Kierkegaard a grandi au sein de l’Église protestante, dans la vénération de ses chefs, contemporains et anciens. C’est pendant les années 1847-1850 qu’il aperçut de plus en plus le désaccord qui existe entre le christianisme primitif et celui des temps modernes, et deux de ses plus pénétrants écrits, La Maladie à la mort (1849) et L’Exercice dans le Christianisme (1830), annoncèrent le grand règlement des comptes qu’il allait demander à l’Église. L’idée maîtresse de ces deux ouvrages est qu’on a oublié, surtout chez les Protestants, l’idée primitive, le prototype pour le réconciliateur. On a fait du dogme expiatoire une donnée acquise et on s’est cantonné sans rancune dans ce monde imparfait. Kierkegaard, tourné vers les représentants de l’Église, les exhorte à reconnaître quelle distance sépare la religion actuelle du Nouveau Testament, et dans quelle apostasie elle est tombée depuis l’aube héroïque du christianisme.
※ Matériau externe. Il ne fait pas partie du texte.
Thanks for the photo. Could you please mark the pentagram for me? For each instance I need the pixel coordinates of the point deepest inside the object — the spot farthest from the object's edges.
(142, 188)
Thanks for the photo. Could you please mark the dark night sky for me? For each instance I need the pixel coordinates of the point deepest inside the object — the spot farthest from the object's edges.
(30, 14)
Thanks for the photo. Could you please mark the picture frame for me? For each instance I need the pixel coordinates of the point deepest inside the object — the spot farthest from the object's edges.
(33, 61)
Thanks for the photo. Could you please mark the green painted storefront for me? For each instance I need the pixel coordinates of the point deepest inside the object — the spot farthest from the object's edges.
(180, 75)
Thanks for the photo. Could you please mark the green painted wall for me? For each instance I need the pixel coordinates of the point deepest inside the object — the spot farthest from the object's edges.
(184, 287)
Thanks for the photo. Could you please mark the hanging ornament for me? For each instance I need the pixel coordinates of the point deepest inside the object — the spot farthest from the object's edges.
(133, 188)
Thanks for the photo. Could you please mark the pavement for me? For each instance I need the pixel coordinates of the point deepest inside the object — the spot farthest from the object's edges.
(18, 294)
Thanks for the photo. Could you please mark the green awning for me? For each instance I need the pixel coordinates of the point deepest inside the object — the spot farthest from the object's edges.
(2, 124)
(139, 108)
Les chefs d’Église interpellés gardèrent le silence et, même, avancèrent à l’occasion la prétention d’être en continuité avec « l’époque des apôtres » : là-dessus Kierkegaard lança une protestation fulgurante, surtout dans sa brochure belliqueuse Le Moment (1855). Mais il tomba en pleine lutte et mourut. Il expira sans le sacrement, ne voulant pas le prendre de la main d’un pasteur. Il va plus loin ici dans sa révolte contre l’Église que ne faisait Pascal, mais il n’a pas rejeté le sacrement comme tel et, sur ce point, il ne sort pas non plus des traditions de la vieille Église.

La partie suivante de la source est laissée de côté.